Warren frowned down at the book. “I’ll be damned. Mary Anderson.”

 

“Who was she?” Diana asked.

 

“A mortal who came to the university in the mid eighteenth century when I first joined the Praesidium.” He looked at Cadan. “You would no’ remember. I think you were off somewhere else that century.”

 

“West Indies,” Cadan answered.

 

“Aye, well, and Esha would no’ be here for another three centuries. Anyway, she was a seer, and while she was here, she wrote three volumes of prophecy. They were presented in the form of myths or fairytales, but she was certain they would come true.”

 

“That’s the second volume—a collection of Celtic myths,” Diana said.

 

“Well, shite. That makes sense, then. She saw backward as well as forward.”

 

“Whoa,” Diana said, excitement thrumming through her. “If she really could see the past, then her myths are true. We know so little about Celtic beliefs, but she did, because she could actually see it.”

 

She held out her hand for the book.
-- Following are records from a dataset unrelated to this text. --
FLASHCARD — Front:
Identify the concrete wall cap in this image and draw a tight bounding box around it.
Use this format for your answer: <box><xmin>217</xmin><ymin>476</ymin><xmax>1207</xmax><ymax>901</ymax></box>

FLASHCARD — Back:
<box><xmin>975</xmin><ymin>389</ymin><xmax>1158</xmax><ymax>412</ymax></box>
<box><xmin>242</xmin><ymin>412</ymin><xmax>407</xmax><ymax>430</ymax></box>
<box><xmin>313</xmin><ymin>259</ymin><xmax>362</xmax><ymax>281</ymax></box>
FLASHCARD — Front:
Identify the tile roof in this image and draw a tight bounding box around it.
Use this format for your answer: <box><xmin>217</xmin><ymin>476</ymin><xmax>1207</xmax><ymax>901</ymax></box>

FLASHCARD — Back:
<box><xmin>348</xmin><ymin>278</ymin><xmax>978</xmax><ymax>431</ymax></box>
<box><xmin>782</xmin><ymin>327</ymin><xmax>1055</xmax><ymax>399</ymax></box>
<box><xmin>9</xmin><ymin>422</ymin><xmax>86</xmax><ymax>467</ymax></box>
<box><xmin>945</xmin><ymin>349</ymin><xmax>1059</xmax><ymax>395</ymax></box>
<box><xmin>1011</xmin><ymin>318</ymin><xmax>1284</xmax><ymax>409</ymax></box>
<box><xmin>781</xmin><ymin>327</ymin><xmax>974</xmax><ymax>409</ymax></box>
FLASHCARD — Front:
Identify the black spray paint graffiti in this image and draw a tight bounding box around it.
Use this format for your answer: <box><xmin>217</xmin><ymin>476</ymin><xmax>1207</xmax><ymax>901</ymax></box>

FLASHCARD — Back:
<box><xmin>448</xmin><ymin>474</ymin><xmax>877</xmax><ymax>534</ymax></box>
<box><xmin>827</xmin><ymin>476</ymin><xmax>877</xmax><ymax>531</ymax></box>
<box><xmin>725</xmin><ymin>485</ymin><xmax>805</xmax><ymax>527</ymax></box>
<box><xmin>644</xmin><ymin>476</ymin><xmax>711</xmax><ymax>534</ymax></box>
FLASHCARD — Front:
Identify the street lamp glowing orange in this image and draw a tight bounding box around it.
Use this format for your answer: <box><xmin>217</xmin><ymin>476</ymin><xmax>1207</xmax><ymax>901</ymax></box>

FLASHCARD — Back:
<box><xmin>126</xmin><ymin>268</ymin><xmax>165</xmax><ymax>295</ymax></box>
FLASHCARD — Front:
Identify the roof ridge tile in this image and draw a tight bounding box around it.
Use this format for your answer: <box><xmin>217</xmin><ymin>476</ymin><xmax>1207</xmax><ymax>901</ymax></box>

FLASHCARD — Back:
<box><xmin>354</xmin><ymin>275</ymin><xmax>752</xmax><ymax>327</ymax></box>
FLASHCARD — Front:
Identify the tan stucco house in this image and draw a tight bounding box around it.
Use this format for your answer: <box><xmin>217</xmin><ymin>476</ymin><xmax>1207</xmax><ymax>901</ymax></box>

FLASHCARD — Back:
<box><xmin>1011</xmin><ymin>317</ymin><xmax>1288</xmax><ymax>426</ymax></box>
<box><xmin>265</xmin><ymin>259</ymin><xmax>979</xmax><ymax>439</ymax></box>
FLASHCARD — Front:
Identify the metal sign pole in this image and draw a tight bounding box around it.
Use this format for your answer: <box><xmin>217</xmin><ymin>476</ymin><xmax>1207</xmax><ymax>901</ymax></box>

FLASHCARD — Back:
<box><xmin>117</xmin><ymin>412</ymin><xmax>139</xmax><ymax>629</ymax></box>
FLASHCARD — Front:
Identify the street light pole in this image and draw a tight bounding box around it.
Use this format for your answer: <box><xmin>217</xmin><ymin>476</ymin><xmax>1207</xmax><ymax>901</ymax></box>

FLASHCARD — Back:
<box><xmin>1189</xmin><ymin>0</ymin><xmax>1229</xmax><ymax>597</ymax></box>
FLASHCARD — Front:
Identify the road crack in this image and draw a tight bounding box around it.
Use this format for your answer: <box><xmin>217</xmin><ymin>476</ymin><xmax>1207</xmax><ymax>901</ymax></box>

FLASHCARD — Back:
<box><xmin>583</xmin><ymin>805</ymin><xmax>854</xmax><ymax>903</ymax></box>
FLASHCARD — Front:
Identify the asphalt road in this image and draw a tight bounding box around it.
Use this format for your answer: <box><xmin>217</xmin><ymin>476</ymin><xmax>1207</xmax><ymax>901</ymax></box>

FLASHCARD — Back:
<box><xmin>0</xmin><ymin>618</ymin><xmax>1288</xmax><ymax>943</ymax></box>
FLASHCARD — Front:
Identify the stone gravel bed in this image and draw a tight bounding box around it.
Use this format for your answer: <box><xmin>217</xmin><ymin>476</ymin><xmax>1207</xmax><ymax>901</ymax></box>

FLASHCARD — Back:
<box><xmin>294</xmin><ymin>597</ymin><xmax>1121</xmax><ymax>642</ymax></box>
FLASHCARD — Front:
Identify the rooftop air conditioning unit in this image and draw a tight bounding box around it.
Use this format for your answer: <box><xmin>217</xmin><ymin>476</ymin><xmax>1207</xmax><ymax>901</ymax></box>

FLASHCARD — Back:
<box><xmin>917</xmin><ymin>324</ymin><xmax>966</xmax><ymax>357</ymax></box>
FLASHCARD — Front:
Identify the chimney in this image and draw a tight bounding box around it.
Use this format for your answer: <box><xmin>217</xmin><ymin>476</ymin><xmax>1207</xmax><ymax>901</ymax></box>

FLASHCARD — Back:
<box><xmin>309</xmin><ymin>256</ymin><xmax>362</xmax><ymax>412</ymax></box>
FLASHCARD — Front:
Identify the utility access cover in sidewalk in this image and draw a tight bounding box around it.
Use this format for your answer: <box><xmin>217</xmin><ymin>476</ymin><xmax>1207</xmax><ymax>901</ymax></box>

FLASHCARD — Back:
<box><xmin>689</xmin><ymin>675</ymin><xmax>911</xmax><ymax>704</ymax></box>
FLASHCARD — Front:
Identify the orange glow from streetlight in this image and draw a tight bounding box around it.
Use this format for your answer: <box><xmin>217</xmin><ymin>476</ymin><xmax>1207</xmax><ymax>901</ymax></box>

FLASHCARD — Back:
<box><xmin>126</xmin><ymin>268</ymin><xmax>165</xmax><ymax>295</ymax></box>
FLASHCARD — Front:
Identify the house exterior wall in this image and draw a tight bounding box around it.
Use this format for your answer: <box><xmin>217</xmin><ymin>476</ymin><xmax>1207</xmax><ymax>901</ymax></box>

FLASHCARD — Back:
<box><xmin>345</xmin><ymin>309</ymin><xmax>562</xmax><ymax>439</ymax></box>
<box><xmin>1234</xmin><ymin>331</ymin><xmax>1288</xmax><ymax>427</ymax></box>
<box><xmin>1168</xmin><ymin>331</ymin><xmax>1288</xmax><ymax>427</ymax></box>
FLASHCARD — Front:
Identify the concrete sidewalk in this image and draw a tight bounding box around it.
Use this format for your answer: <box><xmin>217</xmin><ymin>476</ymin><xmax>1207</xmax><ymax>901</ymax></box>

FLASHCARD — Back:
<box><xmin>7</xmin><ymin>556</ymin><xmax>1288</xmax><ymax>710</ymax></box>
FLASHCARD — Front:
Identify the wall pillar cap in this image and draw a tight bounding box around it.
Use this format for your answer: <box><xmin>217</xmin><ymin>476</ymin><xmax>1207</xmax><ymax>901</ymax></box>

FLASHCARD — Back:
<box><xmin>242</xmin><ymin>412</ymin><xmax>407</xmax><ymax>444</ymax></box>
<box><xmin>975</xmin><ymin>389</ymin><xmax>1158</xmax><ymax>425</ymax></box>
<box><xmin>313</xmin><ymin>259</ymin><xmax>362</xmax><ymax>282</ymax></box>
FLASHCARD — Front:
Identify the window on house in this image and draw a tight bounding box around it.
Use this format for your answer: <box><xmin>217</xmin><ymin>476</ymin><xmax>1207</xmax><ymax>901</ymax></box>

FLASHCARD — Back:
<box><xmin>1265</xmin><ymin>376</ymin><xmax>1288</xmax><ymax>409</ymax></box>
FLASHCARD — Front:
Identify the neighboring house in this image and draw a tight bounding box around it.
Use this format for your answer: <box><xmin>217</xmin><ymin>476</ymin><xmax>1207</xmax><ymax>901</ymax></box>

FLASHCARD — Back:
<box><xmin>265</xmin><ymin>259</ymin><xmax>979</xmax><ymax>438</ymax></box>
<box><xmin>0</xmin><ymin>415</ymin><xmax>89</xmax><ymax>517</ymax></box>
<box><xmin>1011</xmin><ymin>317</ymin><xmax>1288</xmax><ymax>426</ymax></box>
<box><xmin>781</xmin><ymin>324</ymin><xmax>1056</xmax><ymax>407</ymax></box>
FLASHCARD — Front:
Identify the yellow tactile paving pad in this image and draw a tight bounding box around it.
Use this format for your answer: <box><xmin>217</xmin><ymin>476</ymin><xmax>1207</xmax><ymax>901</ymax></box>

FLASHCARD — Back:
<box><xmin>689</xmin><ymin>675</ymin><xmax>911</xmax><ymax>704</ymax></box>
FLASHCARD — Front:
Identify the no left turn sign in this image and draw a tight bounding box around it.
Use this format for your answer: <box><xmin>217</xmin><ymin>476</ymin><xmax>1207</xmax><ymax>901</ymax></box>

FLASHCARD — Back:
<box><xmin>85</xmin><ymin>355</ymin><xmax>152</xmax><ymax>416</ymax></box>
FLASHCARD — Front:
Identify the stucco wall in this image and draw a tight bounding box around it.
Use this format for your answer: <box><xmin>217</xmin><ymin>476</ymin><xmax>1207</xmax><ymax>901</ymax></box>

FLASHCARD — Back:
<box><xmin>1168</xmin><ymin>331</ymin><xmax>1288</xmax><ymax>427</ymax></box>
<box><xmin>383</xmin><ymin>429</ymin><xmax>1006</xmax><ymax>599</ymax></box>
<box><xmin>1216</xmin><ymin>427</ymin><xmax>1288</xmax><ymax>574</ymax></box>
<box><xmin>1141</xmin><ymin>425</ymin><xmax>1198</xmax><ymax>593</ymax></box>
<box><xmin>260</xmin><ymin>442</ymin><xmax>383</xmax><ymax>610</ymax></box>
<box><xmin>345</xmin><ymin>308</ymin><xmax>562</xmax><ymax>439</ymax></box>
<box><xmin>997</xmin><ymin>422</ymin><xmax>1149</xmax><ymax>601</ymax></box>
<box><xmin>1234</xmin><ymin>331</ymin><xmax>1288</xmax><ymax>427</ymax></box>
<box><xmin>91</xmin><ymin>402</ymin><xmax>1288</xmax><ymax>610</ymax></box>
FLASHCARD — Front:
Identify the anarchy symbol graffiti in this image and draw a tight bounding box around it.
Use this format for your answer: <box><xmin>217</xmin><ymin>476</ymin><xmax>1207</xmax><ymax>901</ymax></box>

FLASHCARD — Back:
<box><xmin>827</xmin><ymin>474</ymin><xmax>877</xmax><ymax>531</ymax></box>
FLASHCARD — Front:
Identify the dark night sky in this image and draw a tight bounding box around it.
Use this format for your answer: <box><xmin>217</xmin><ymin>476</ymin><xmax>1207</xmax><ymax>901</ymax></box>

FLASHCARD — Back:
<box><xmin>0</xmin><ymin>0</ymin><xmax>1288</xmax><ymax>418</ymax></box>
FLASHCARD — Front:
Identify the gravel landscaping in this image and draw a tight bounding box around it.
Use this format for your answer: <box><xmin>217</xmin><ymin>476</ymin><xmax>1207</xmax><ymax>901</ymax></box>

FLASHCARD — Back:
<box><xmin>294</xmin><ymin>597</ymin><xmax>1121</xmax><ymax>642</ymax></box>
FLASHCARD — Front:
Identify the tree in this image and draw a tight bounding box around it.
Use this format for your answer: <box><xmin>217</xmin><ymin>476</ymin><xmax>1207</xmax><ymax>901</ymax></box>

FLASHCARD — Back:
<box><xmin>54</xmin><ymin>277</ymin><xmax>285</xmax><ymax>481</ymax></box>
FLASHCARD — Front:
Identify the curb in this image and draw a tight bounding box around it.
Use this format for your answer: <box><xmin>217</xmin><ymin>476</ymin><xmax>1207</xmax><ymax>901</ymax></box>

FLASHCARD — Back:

Warren passed it to her and she sat next to Cadan and began to skim through the pages, glancing at the chapter headings for something familiar.

 

Within minutes, a shiver skittered up her spine at the sight of chapter title she recognized. She hadn’t noticed it before, but now that she had Boudica’s memories, it stood out. Quickly, she skimmed the story. Visions from her childhood, the first one, flashed across her mind. Their Druid priestess had loved to tell this tale, and it had been her favorite as well.

 

But now, with the idea of embodying the role of the heroine, her blood ran cold. When Warren had said she was destined to die as part of her reincarnation, she hadn’t really believed him. But this story... Her stomach clutched as she looked up at Cadan.

 

“I think the answer is in the story of Andrasta—how she became a goddess.” Her voice trembled only slightly, but she could take no joy in her show of bravery as she looked up to meet the eyes that had been watching her for the last few minutes.

 

“Your patron goddess?” Cadan asked.

 

Diana nodded. Andrasta was the Celtic goddess of victory, the one that Boudica had called upon during her revolt—the one she had made a symbol of her campaign. It was all coming full circle, but she had the sick feeling that the circle was going to close all too soon.

 

“You don’t remember how she became a goddess?” she asked Cadan.

 

“Bits and pieces. No’ enough to say so.”